At which point they came up with a plan to:
- Create an optimized web standard that would still work for their use case (ads)
- Figure out a strategy to get this standard adopted
I believe the adoption strategy was:
- Find big name publishers and convince them to implement AMP, explaining this will place them at the top of Google search results. (Who can say no to that?)
- Once enough publishers signed up, announce this standard to the public.
- Watch the rest of the web aggressively adopt the new standard in order to also appear at the top of Google search results.
I may have guessed correctly or I might be completely wrong, but the fact of the matter is that almost a million of domain names now implements AMP, including such big names as CNN, BBC, New York Times, Reddit etc.
In my observation (and I’ve been following AMP closely) the implementation has improved a lot since I wrote my initial post almost a year ago.
Most importantly, I believe that Google’s interest align fairly well with the interest of the users with low powered/low data devices. That is the reason why so few people are speaking out against AMP, they are happy with it. I tried to find frustrated AMP users on multiple occasion, and while there are some, usually they are pretty hard to find. Considering the scale of AMP, it definitely speaks in it’s favor.
As a side note, adoption of AMP also demonstrated just how much control Google has over the web.
Going forward
I’d like to quote Embrace AMP or AMP Wins again:
But the argument that as a subset it therefore isn’t needed — missing the point entirely — is self-defeating because that argument has short circuited any ability to talk about the need that AMP addresses, and how to make a more palatable, truly open and truly beneficial solution.
and
We need to embrace the theory of AMP while rejecting the centralized control and monitor that it entails.

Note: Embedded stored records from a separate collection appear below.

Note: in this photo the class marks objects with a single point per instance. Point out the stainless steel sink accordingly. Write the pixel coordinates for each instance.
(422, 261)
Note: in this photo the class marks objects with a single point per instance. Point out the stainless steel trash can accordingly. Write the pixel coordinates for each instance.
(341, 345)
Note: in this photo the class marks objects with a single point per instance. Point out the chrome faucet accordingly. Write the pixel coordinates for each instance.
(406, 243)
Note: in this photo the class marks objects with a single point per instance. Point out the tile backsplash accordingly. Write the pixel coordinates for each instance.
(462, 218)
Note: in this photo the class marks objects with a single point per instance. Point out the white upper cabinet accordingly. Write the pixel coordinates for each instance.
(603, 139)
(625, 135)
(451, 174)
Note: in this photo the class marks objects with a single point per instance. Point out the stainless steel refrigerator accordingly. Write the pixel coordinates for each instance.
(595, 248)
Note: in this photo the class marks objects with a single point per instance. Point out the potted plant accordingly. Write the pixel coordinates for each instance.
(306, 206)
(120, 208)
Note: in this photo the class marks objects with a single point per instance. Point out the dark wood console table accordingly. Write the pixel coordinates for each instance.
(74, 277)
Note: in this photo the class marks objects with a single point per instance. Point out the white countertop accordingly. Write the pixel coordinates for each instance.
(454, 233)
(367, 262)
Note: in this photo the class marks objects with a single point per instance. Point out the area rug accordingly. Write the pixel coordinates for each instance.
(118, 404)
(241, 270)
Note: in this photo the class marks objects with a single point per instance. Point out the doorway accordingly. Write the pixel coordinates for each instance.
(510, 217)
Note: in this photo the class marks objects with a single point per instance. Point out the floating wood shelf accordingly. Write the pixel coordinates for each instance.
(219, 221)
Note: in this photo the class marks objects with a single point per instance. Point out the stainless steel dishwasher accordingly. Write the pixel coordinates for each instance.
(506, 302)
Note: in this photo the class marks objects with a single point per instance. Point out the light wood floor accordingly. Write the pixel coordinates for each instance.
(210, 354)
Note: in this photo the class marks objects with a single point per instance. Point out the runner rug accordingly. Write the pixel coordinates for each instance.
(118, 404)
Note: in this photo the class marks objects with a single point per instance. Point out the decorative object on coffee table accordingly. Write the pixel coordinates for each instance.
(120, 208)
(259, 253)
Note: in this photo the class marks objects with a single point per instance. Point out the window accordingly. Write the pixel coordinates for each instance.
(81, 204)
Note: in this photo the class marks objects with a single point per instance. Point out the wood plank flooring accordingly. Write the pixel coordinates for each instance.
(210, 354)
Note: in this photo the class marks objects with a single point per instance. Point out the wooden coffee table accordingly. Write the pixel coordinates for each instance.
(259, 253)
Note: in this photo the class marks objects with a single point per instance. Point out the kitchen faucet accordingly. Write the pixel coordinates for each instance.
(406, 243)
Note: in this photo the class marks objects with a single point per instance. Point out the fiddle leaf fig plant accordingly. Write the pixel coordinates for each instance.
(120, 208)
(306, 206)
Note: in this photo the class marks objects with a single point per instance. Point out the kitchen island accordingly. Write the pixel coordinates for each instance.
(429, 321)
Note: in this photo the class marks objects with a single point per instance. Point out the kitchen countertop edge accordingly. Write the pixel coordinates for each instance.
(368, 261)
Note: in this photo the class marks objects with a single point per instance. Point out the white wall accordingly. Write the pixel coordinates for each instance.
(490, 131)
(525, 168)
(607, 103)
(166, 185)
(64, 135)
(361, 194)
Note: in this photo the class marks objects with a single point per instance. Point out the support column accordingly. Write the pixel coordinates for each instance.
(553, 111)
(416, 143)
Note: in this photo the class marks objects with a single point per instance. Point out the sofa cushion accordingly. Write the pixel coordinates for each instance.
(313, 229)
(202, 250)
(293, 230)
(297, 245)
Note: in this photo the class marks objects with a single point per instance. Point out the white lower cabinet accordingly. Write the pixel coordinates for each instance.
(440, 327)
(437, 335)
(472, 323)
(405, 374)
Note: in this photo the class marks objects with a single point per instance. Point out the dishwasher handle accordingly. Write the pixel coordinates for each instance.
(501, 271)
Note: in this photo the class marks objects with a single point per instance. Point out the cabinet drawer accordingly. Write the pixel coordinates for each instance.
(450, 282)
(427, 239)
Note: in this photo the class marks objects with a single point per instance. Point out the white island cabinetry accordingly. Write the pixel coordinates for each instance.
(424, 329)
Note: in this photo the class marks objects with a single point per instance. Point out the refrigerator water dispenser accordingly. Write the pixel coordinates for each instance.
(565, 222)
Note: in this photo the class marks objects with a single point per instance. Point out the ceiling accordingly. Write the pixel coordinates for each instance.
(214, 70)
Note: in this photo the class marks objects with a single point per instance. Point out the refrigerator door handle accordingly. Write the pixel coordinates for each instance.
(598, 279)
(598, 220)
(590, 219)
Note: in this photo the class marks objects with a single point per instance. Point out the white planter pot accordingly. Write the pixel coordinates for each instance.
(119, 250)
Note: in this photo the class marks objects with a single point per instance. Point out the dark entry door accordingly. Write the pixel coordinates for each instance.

I’d like this post to be my apology for any ego boosting activity I might have partaken in the past and a reminder to avoid similar activities in the future.
Going forward, I’d like my involvement with anything AMP related to be more constructive and less destructive. Instead of just “bitching” about things that I don’t like about the AMP, I’d like to actually do some work both related to AMP (advocating for users, publishers and open-ish web) and outside of AMP (advocating for users) to make things better.
Hopefully one day we’ll be able to look back at AMP as a first step in the right direction.